Pero el jueves, ¡oh jueves!, su fortaleza sucumbió ante las ilusiones juveniles y el idealismo de otros tiempos.  Luego de hacer tareas junto a los hijos, se inventó una lista de mandados aburridos; tomó su bolsa y, vestida en la facha de un día normal, emprendió el camino.  Llevaba bien guardada la esperanza de conseguir entradas, así fuera en reventa.  Mantenía oculta la esperanza de ser joven otra vez.

Llegó al teatro y consiguió un parqueo no tan lejos.  La lluvia le mojaba el rostro y el cigarro que acababa de encender, pero eso poco le importaba. Su gesto ahora se mostraba más desinhibido, casi esbozando una sonrisa auténtica.  Llegó a la taquilla y sí, como un milagro, había boletos.

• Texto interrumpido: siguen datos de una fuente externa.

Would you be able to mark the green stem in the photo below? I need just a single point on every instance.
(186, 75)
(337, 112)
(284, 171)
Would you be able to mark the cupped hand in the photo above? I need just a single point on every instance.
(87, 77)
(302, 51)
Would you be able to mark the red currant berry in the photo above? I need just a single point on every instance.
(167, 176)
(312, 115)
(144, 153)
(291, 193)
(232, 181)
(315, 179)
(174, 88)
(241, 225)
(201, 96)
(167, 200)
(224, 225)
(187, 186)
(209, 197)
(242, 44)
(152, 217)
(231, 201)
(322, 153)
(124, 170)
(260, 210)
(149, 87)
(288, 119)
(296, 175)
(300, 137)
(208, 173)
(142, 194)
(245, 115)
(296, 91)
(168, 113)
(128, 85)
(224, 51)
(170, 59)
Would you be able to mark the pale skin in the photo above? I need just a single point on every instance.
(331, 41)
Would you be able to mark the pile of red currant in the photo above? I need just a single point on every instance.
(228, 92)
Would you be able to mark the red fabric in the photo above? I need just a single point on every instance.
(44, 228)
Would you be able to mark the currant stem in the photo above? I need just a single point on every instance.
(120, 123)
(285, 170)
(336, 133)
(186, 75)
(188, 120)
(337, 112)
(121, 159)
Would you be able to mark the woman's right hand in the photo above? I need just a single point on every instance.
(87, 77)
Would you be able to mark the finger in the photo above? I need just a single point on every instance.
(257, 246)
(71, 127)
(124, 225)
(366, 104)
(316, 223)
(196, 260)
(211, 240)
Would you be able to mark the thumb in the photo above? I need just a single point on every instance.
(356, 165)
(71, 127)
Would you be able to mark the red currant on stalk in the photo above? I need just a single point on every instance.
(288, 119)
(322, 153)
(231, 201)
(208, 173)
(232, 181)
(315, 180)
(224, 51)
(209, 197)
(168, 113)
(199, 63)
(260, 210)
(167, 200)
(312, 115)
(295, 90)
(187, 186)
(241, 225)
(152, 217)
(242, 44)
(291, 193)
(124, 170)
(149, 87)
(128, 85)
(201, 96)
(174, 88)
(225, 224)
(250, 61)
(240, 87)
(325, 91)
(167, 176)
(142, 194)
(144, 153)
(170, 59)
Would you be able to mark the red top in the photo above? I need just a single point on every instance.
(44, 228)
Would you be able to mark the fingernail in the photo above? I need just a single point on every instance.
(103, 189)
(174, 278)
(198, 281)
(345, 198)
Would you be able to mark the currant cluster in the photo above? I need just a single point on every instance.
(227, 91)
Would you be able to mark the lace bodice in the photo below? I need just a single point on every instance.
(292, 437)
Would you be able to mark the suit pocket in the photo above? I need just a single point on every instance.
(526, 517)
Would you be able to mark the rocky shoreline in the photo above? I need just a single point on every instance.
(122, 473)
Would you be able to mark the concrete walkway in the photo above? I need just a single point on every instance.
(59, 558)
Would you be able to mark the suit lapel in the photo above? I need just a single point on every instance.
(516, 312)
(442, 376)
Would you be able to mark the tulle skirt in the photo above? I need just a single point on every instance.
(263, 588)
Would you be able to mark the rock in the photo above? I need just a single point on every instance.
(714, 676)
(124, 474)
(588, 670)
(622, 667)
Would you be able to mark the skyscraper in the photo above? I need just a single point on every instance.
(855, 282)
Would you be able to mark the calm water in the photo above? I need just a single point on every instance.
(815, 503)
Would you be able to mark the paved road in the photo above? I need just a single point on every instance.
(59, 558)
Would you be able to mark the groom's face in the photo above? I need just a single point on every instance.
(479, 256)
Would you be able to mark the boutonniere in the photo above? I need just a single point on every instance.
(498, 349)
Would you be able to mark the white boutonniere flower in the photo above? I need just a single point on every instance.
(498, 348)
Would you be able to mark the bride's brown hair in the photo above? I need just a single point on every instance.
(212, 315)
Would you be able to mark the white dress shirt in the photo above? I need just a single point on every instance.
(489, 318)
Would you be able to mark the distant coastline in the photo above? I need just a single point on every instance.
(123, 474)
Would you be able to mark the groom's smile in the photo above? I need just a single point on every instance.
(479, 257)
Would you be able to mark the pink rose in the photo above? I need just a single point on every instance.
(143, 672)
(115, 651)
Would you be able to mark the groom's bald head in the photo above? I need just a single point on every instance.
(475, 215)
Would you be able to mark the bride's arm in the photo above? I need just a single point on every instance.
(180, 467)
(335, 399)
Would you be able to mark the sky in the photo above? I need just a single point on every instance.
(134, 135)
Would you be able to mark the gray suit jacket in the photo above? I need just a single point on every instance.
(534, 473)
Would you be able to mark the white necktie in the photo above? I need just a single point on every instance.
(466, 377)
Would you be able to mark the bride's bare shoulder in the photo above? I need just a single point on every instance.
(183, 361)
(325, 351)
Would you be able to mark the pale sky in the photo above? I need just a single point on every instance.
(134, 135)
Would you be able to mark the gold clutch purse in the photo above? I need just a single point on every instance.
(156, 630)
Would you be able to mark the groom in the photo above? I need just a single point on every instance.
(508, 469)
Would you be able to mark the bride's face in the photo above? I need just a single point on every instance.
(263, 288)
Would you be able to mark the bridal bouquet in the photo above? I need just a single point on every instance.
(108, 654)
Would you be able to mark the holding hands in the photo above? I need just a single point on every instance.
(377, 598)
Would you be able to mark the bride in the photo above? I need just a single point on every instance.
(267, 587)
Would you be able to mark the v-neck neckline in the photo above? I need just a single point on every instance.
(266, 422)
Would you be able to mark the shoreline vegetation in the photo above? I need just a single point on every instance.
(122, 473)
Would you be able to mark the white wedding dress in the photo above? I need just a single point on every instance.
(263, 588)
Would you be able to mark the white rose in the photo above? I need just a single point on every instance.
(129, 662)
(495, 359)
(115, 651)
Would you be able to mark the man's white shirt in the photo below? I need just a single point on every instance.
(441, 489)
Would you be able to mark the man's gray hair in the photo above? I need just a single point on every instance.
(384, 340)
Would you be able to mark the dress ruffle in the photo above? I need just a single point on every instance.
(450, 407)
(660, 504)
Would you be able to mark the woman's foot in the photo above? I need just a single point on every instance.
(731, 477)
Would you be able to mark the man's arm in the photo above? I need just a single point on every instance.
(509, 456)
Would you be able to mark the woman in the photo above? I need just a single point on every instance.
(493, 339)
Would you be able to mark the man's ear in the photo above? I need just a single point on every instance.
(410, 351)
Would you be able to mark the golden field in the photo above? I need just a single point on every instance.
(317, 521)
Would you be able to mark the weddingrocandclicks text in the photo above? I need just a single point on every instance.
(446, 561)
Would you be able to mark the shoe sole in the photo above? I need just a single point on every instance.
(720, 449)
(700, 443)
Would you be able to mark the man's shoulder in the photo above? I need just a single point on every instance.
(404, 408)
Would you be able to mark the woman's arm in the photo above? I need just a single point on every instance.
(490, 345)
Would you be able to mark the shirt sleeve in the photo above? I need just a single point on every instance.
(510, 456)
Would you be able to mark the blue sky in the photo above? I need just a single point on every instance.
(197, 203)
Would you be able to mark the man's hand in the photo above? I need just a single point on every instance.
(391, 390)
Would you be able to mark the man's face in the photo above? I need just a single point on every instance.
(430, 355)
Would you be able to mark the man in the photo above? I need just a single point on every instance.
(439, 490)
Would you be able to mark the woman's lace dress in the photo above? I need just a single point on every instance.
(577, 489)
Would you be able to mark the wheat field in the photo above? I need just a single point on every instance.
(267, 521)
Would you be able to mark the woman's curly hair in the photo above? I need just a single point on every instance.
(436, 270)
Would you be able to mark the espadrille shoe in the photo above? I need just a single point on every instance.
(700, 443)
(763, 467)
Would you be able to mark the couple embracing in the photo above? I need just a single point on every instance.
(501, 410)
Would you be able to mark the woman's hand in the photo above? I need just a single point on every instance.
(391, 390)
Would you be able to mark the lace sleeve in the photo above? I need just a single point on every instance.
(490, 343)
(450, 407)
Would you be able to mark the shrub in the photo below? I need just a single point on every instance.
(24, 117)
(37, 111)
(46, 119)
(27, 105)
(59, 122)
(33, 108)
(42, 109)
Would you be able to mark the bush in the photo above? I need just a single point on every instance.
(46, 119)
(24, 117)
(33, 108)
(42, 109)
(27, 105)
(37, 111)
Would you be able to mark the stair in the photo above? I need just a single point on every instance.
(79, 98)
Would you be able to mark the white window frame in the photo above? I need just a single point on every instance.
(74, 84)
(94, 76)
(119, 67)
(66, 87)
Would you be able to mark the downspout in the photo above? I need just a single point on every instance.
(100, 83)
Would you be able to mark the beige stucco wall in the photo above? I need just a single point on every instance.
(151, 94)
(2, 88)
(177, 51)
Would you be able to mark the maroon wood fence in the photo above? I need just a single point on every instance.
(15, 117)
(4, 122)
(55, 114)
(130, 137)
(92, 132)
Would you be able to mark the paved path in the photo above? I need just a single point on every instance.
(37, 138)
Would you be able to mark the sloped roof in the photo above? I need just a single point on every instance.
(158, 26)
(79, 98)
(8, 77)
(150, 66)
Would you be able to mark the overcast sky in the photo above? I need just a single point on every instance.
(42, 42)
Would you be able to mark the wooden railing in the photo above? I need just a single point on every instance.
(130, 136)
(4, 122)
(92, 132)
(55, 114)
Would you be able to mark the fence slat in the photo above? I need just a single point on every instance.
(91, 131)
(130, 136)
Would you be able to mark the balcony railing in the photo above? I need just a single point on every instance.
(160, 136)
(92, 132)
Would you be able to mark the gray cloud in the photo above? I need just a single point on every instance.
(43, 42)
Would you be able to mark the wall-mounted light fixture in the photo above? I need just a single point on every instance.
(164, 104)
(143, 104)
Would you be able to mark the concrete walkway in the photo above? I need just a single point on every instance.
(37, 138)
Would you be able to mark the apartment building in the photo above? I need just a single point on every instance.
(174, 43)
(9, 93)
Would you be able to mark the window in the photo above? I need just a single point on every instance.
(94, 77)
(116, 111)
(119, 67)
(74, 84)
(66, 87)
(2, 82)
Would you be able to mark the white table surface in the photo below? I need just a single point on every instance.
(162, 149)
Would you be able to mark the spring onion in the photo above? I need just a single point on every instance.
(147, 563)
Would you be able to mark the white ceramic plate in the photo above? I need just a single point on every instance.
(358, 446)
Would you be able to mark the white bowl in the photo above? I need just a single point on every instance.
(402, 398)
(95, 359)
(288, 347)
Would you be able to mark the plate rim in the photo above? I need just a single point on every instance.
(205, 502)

Apurada, nerviosa, abrió la bolsa y escarbó entre tickets y basura hasta encontrar la billetera. ¡Vacía!¡Ni un centavo!¡Nada! Entonces, volvió a su lugar inmune, a su mundo de escape.  No se percibió desilusión alguna en su rostro; tampoco intentó suplicar, pedir limosna, colarse o luchar.  Talvez era su destino. Inmutable y abstraída, se sentó en la acera a sentir las gotas amargas de la decepción, enviadas desde el cielo gris y helado.

Inició el concierto.  Los aplausos y vítores del público se hicieron escuchar.  Inmediatamente, los teloneros ofrecieron un majestuoso despliegue de talento local y sentimiento.  Sin embargo, y a pesar de su abstracción, el sonido de la voz de su cantante la hizo escapar de nuevo e imaginarse a sí misma, radiante y hermosa, sentada en primera fila, viéndole a los ojos, cantando sus canciones.

El frío mismo decidió abandonarla, el hambre, la oscuridad, el miedo.  No había lugar para ellos en este espacio de alegría.

Finalmente, terminó el evento.  La gente comenzó a abandonar la sala.  Se incorporó y caminó de vuelta a su carro.  Eran casi las once de la noche y Marina, mientras conducía hacia casa, intentaba viajar a otro mundo en el que el disgusto que seguramente la esperaba en el dintel de su puerta, no tuviera cabida.